When it goes public in 2018, GuardantHealth’s market capitalization will be around $8 billion and currently stands at about $12.7 billion.

After tasting the sweetness, “Conservative Land” is making a big push
The results of the first phase of the Vision Fund’s investment in healthcare are also closely related to the general environment.

The S&P 500 health care sector index has risen nearly 23 percentage points in the past year due to the epidemic. According to a report by CIMB, equity ETFs received the largest net inflows last year, with the pharmaceutical and biotechnology sector at the top.

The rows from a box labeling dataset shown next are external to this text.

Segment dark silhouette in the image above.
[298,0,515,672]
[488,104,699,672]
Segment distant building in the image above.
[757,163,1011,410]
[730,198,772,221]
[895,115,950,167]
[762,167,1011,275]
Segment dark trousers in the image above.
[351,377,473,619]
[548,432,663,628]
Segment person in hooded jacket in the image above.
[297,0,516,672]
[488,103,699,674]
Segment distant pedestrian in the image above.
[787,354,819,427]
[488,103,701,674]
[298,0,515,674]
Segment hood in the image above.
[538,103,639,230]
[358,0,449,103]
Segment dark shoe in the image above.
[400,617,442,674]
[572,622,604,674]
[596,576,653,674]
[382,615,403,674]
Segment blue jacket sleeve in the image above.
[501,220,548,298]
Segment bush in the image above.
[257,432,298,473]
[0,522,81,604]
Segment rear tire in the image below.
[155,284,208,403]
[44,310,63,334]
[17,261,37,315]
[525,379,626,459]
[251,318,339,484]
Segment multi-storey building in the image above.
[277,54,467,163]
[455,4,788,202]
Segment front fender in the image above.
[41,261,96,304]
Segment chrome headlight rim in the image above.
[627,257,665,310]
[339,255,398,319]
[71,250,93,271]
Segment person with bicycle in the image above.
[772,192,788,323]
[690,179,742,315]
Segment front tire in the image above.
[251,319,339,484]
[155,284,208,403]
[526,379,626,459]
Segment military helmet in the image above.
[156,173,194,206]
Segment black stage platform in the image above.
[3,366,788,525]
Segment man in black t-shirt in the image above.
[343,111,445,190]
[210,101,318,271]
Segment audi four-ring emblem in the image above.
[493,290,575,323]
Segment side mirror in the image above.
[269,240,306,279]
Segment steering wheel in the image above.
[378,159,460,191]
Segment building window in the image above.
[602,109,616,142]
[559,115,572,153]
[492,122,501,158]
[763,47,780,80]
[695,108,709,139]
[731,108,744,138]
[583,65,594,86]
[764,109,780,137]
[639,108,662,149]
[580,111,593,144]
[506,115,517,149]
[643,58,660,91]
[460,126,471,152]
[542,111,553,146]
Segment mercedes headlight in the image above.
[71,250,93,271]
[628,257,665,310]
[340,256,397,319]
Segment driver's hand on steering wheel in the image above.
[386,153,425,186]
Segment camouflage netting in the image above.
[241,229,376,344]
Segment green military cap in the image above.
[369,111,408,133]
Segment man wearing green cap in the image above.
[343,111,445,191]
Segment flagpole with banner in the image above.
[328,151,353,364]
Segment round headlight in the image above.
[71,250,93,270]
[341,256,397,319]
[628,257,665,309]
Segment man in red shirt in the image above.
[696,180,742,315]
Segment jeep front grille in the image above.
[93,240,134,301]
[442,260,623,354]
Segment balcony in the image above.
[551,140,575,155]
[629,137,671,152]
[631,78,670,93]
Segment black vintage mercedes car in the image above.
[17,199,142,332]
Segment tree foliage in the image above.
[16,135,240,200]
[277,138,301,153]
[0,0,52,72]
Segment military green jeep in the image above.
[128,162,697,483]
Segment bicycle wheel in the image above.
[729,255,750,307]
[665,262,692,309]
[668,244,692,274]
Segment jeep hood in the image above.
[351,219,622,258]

The five healthcare companies mentioned above also essentially doubled their share prices last year.

The medical investment boom is also on the rise under the influence of the secondary market sentiment.

For example, last year, there was a trend of mergers and acquisitions in the liquid biopsy field. Illumina, a biotech company with a current market cap of nearly $60 billion, acquired Grail, a cancer-focused early screening test, for $8 billion last year, and Exact Sciences, a tumor screening company, acquired Thrive, a one-year-old liquid biopsy startup, for $2.15 billion.

But Sun seized the opportunity early and reaped high returns. Soon, biopharmaceutical and medical technology company Roivant Sciences will also go public by way of SPAC.

And after the sweet taste of investing in healthcare, Masayoshi Son has also increased his efforts in this field. Currently, Vision Fund II has invested in more than a dozen medical projects.

For example, in February last year, blood test company Karius Series B financing of $165 million, Vision Fund II led the investment. In December last year, Pear Therapeutics, a digital medical technology company, raised $80 million in Series D funding, led by Vision Fund II. In April, EDDA, a smart medical imaging and diagnostic company, raised $150 million, led by Vision Fund II.

But it is also clear that Masayoshi Son’s approach to medical investment has become a little more conservative. Although he still wants to lead investments in good projects, but the amount of a single investment is declining, and we still have not seen a $300 million investment – follow the trend, rather than running ahead of it – Mr. Sun is still strong, but not ready to use this track The scale of the exercise of “pricing power”.